2026-01-10 20:20:07 +05:30

5.3 KiB

Scenario 2: Memoization and Precomputation

Learning Objectives

  • Use cProfile to identify performance bottlenecks
  • Recognize when @lru_cache becomes a bottleneck itself
  • Understand when precomputation beats memoization
  • Learn to read profiler output to guide optimization decisions

Files

Fibonacci Example

  • fib_slow.py - Naive recursive Fibonacci (exponential time)
  • fib_cached.py - Memoized Fibonacci (linear time)

Config Validator Example

  • generate_events.py - Generate test data (run first)
  • config_validator_naive.py - Baseline: no caching
  • config_validator_memoized.py - Uses @lru_cache
  • config_validator_precomputed.py - Uses 2D array lookup
  • config_validator.py - Comparison runner
  • common.py - Shared code

Exercise 1: Fibonacci (Identifying Redundant Calls)

Step 1: Experience the slowness

time python3 fib_slow.py 35

This takes several seconds.
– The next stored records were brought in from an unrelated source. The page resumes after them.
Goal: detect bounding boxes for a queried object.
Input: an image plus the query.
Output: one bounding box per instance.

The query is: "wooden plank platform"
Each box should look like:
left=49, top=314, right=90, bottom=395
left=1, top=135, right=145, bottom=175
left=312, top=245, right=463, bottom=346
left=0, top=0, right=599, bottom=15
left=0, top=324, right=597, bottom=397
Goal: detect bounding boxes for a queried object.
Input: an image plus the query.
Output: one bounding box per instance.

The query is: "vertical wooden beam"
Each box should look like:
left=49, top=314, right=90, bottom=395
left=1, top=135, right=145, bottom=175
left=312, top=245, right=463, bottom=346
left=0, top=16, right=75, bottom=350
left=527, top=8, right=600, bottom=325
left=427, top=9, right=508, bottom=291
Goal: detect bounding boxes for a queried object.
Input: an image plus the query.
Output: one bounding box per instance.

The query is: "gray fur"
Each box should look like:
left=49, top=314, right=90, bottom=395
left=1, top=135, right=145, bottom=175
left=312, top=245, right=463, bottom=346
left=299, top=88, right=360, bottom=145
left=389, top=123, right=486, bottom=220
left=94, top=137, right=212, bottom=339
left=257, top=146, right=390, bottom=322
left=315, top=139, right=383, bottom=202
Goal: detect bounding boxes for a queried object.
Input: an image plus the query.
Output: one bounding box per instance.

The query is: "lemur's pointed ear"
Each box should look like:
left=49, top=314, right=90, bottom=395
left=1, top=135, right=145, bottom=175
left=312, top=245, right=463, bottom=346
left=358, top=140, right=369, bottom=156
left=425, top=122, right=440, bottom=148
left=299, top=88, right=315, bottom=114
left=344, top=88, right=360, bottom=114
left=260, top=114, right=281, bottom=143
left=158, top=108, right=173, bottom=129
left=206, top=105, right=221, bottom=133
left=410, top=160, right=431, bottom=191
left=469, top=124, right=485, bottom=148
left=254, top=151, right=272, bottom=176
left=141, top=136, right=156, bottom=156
Don't try n=50!

Step 2: Profile to understand why

python3 -m cProfile -s ncalls fib_slow.py 35

Look at ncalls for the fib function - it's called millions of times because the same values are recomputed repeatedly.
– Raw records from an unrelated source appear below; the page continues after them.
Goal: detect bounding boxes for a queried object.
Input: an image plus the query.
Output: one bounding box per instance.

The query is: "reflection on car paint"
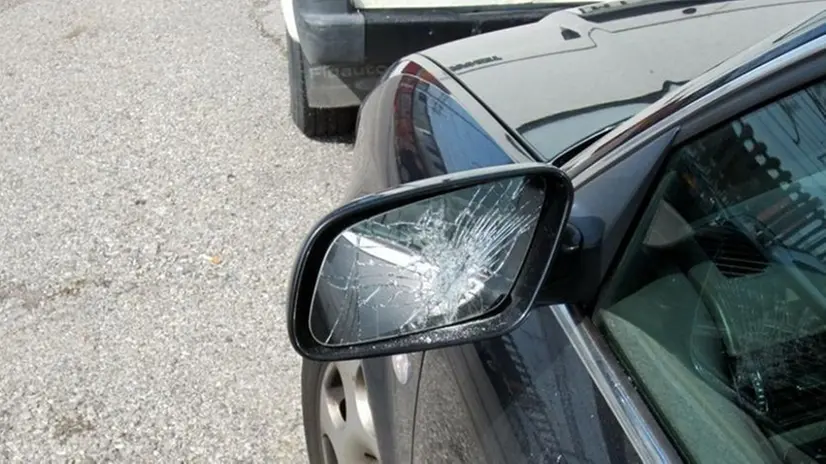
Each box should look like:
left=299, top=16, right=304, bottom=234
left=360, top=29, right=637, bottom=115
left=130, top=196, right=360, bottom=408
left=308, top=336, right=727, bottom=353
left=414, top=308, right=640, bottom=464
left=394, top=75, right=513, bottom=183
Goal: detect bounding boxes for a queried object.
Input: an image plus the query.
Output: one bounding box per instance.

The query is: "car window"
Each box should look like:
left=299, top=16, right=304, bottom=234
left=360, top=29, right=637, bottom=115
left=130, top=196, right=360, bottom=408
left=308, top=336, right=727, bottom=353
left=594, top=78, right=826, bottom=463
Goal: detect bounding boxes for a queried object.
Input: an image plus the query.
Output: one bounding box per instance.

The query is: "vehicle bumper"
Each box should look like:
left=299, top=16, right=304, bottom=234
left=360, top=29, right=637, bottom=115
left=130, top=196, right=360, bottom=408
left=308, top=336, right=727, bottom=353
left=292, top=0, right=570, bottom=108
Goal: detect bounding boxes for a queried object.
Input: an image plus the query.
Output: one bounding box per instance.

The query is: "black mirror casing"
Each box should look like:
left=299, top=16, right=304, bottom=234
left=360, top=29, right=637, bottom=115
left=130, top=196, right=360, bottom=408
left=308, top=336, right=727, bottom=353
left=287, top=163, right=573, bottom=362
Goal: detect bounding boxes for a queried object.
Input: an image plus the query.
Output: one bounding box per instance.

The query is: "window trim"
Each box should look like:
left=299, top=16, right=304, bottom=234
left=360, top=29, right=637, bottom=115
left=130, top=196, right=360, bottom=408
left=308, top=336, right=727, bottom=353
left=566, top=34, right=826, bottom=189
left=560, top=35, right=826, bottom=463
left=548, top=304, right=683, bottom=463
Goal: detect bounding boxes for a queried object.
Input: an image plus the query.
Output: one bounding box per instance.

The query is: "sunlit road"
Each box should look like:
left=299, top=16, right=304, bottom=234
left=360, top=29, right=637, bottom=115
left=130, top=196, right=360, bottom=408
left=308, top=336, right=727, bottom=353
left=0, top=0, right=351, bottom=463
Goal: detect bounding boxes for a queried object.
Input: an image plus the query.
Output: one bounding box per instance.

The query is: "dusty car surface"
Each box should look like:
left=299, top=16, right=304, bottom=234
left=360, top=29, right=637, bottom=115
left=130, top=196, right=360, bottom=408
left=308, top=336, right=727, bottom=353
left=288, top=0, right=826, bottom=463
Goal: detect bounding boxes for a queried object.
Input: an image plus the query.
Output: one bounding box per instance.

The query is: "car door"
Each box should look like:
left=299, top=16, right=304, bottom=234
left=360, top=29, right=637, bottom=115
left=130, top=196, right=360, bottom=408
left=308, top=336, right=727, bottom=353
left=594, top=59, right=826, bottom=463
left=414, top=15, right=826, bottom=463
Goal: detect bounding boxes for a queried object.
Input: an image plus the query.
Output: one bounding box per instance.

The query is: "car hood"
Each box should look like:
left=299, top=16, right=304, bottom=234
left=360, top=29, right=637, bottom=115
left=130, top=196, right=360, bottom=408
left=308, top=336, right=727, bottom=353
left=421, top=0, right=826, bottom=159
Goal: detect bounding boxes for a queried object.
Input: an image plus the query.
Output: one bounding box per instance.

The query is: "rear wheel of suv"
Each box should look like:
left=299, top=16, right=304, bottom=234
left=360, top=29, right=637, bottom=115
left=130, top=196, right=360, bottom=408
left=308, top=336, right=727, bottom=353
left=286, top=34, right=358, bottom=137
left=301, top=360, right=379, bottom=464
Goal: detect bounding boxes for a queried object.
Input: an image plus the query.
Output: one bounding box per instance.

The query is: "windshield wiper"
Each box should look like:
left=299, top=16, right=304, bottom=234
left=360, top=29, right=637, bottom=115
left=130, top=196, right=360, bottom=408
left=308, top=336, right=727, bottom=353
left=579, top=0, right=732, bottom=23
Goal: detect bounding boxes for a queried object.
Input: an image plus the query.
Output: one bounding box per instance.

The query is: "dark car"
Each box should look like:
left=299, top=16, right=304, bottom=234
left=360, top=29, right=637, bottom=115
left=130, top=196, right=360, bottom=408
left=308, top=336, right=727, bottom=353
left=281, top=0, right=598, bottom=137
left=288, top=0, right=826, bottom=463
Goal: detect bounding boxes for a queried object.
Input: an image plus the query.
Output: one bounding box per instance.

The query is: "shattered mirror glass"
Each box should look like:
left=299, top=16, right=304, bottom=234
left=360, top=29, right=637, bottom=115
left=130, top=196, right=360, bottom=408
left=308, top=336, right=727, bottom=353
left=309, top=177, right=545, bottom=346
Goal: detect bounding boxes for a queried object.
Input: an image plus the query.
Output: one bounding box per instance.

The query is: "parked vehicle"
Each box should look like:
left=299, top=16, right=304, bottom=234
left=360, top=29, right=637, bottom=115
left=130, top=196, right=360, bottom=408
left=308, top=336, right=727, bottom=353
left=288, top=0, right=826, bottom=464
left=281, top=0, right=594, bottom=137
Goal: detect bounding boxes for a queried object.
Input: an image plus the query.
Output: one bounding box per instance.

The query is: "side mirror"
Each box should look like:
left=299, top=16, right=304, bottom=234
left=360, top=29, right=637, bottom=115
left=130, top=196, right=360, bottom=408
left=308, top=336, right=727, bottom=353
left=287, top=163, right=573, bottom=361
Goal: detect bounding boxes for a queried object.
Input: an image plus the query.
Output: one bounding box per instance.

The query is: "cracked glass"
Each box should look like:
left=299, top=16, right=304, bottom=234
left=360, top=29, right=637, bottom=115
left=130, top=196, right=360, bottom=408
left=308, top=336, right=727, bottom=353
left=309, top=177, right=545, bottom=346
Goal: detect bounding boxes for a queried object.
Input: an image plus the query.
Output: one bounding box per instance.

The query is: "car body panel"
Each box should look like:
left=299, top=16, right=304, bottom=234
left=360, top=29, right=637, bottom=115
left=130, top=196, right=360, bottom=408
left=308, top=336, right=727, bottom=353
left=345, top=57, right=532, bottom=463
left=351, top=0, right=570, bottom=10
left=348, top=7, right=826, bottom=463
left=422, top=0, right=826, bottom=158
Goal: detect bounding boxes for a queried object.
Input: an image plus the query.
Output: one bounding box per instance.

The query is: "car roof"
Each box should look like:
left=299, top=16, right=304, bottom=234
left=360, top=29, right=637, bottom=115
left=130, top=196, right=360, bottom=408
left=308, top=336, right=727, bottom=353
left=565, top=10, right=826, bottom=177
left=420, top=0, right=826, bottom=166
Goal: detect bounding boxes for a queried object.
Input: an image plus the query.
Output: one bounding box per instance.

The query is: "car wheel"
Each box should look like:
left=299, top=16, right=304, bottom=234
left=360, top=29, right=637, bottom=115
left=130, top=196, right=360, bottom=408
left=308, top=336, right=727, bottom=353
left=301, top=360, right=379, bottom=464
left=287, top=34, right=358, bottom=137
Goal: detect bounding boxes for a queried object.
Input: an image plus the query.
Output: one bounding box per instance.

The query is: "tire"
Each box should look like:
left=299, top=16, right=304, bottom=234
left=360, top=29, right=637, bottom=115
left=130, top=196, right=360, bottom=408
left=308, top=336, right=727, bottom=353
left=301, top=359, right=379, bottom=464
left=286, top=34, right=358, bottom=138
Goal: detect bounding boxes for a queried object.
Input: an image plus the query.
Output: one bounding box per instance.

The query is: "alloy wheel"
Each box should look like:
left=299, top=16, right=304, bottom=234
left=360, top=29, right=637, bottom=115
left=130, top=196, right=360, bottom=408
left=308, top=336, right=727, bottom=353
left=319, top=361, right=379, bottom=464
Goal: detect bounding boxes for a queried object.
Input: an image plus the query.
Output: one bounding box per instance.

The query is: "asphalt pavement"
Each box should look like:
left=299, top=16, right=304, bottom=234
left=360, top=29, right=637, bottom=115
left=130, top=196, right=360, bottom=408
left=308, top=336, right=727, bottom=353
left=0, top=0, right=351, bottom=463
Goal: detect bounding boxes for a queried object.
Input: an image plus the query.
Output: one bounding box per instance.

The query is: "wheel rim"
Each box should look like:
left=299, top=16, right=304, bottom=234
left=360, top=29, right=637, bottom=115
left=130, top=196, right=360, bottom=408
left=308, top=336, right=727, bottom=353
left=319, top=361, right=379, bottom=464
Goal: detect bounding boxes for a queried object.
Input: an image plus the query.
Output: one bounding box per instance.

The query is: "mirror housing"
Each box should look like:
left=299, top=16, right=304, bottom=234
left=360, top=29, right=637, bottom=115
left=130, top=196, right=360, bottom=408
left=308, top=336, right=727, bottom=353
left=287, top=163, right=573, bottom=361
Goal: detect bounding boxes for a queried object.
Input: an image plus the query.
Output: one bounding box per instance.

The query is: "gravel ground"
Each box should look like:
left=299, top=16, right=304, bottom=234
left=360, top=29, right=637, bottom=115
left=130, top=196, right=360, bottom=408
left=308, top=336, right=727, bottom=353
left=0, top=0, right=351, bottom=463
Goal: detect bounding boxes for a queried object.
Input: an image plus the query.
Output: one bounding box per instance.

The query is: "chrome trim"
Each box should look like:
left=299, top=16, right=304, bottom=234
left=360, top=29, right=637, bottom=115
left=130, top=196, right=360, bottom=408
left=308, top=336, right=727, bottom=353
left=569, top=31, right=826, bottom=187
left=548, top=304, right=682, bottom=463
Step 3: Apply memoization and verify

time python3 fib_cached.py 35
python3 -m cProfile -s ncalls fib_cached.py 35

The ncalls drops from millions to ~35.


Exercise 2: Config Validator (When Caching Becomes the Bottleneck)
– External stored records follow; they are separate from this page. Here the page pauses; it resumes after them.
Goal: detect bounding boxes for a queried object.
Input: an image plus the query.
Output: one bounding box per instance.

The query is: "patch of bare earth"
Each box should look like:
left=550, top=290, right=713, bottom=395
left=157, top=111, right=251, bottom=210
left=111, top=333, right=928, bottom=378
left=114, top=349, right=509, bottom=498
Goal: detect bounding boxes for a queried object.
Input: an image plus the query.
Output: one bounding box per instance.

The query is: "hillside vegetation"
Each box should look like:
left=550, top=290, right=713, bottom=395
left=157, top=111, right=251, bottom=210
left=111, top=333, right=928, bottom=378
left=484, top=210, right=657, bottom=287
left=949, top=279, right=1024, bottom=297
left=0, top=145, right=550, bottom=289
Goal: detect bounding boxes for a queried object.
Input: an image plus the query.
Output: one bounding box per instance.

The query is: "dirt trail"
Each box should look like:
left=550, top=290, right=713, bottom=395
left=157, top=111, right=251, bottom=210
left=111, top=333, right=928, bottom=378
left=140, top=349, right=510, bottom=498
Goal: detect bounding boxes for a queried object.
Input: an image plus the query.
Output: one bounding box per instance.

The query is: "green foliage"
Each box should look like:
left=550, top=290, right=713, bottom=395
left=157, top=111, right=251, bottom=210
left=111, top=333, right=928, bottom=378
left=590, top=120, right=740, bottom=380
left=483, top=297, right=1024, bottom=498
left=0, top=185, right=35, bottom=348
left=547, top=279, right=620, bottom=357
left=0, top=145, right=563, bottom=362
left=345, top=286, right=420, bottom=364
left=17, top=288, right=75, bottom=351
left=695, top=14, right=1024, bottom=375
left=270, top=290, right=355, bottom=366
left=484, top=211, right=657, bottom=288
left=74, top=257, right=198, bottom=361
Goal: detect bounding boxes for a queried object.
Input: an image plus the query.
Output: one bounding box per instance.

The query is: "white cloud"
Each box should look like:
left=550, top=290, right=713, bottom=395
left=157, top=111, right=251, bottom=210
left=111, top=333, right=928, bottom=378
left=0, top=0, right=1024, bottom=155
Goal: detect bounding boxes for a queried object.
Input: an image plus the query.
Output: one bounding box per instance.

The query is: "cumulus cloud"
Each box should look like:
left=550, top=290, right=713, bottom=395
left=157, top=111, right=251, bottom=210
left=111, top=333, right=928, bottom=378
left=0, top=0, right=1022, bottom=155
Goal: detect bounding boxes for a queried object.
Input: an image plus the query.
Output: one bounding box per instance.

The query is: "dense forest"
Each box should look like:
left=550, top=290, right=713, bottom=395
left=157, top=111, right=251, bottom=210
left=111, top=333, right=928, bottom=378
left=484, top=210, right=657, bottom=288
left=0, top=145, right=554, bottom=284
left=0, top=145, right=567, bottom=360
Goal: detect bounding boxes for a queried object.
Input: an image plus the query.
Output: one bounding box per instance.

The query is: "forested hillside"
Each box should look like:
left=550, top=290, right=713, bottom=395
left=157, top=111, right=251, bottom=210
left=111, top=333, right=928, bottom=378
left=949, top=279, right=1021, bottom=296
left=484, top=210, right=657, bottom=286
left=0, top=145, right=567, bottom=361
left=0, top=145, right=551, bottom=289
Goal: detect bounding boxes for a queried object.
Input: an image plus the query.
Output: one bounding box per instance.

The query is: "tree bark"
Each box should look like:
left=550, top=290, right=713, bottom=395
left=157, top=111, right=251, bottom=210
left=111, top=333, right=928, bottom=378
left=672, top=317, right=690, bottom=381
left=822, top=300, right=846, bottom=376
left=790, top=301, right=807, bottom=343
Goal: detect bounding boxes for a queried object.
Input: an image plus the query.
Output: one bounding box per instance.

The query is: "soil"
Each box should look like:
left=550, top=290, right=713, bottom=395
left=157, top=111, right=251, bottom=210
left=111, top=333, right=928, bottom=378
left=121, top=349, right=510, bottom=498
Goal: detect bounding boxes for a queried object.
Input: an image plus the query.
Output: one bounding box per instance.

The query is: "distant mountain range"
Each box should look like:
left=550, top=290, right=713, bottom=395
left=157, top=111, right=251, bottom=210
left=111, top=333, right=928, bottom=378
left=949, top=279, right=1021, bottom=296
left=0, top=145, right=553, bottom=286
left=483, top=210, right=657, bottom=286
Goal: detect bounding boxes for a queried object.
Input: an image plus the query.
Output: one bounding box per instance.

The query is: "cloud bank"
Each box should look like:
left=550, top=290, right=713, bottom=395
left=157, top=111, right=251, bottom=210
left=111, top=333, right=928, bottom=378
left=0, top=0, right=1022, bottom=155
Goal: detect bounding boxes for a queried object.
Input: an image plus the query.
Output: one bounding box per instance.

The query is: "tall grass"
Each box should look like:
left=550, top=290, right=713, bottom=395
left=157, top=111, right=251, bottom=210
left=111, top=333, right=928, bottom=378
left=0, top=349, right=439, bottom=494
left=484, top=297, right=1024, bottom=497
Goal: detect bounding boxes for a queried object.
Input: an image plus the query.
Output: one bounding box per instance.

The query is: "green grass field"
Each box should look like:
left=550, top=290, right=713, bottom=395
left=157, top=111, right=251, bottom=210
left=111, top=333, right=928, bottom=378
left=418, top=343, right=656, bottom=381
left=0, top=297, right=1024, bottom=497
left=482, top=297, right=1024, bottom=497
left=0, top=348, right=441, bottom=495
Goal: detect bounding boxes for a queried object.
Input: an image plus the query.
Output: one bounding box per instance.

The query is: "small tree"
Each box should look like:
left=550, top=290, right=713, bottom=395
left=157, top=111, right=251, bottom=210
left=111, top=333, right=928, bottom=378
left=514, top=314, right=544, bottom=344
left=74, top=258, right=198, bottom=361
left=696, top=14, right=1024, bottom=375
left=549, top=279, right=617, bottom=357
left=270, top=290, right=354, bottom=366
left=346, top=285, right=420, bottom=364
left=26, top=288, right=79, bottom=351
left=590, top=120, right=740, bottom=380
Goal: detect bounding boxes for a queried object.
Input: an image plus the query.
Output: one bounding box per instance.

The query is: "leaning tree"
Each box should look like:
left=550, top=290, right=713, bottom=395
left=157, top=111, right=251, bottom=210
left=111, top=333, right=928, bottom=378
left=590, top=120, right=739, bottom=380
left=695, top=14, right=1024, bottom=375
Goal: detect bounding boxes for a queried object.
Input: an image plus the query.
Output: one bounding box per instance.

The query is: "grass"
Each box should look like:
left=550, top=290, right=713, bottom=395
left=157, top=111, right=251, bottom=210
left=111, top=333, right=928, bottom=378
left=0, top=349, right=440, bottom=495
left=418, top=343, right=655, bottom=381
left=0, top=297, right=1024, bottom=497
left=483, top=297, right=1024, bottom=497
This exercise demonstrates a common pattern: you add caching, get a big speedup, but then discover the cache itself is now the bottleneck. Along the way, you'll learn the limits of different profiling tools.

Step 1: Generate test data

python3 generate_events.py 1000000

Step 2: Run the naive version

python3 config_validator_naive.py

It's slow (~3s). Let's profile to see why.

Step 3: Profile with py-spy

py-spy record -o naive.svg -- python3 config_validator_naive.py

Open naive.svg in a browser. You'll see validate_rule_slow dominating - it's called 1,000,000 times even though there are only 400 unique input combinations.

Step 4: Apply memoization

python3 config_validator_memoized.py

Dramatic speedup! But where is the remaining time going?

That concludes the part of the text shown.